I passed a sizable chunk of the day jockeying with .htaccess setups. After class this morning, a 10:30 meeting, a thermos of coffee, I wracked my brain for quite some time over my own clunky setup of protected access directories. For what? It’s embarrassing that I wasted so much time puzzling through something untested, unproven as a boon to my teaching. But there comes a buzz (or, better put, a mesmerizing intrigue) with the problem-solving process in technical matters. And I’m hooked.
I got it working. Finally set up the .htaccess and .htpassword files with a logout route to trick browsers into “forgetting” the user’s password. Never knew how that worked until today. And I’m still not sure I’ve got it cracked.
And I’m almost certain that its value to my students is slight. Which is why I needed to
re-center my teaching on questions about what I’m doing it for. For re-centering, I often return to this bit from Roxanne Mountford’s essay, “Let Them Experiment:
Accommodating Diverse Discourse Practices in Large-Scale Writing Assessment.”

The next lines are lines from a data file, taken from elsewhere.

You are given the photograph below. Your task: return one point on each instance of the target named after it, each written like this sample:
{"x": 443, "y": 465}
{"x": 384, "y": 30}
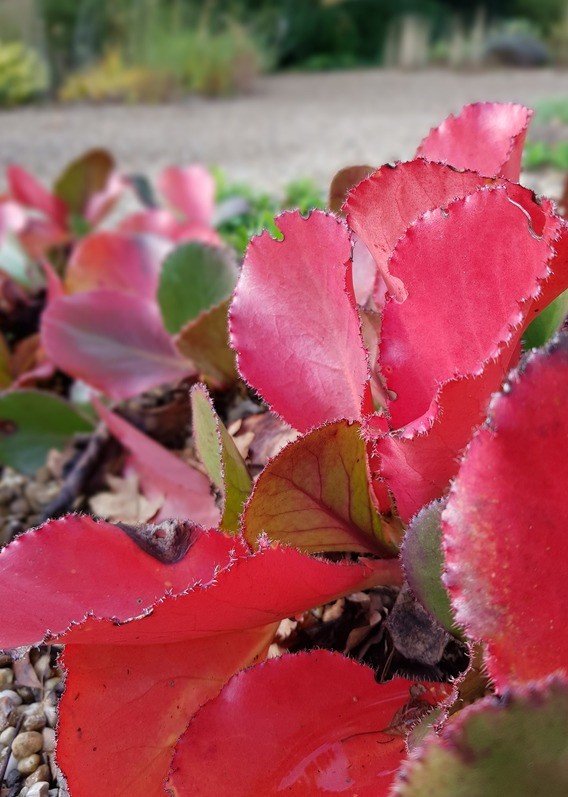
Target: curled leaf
{"x": 504, "y": 525}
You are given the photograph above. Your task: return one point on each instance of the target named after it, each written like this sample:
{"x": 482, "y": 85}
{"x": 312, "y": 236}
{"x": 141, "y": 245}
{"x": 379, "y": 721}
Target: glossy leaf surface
{"x": 294, "y": 297}
{"x": 111, "y": 340}
{"x": 31, "y": 424}
{"x": 186, "y": 490}
{"x": 327, "y": 740}
{"x": 315, "y": 495}
{"x": 221, "y": 457}
{"x": 487, "y": 137}
{"x": 381, "y": 208}
{"x": 482, "y": 256}
{"x": 194, "y": 278}
{"x": 504, "y": 526}
{"x": 517, "y": 747}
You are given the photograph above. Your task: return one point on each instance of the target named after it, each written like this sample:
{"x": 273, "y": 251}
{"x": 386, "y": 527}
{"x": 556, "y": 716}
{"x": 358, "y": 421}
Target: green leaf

Shirley Brice Heath, citing the philosopher Michel Foucault, writes: “People know what they do; frequently they know why they do what they do; but what they don’t know is what what they do does.” That is, as teachers and evaluators we often act without considering how our actions affect those we evaluate.
I’ve taken this out of a rich context on the challenges of inherent biases in large-scale writing assessment; and, while I appreciate Mountford’s full essay, an essay I first read a few years ago in the Greater Kansas City Writing Project summer invitational workshop, I find myself returning to this bit because it refreshes me, returns me to trail of wondering what what I do does. Especially after a day of scratching my head over file
extensions, permissions, passwords and browser trickery.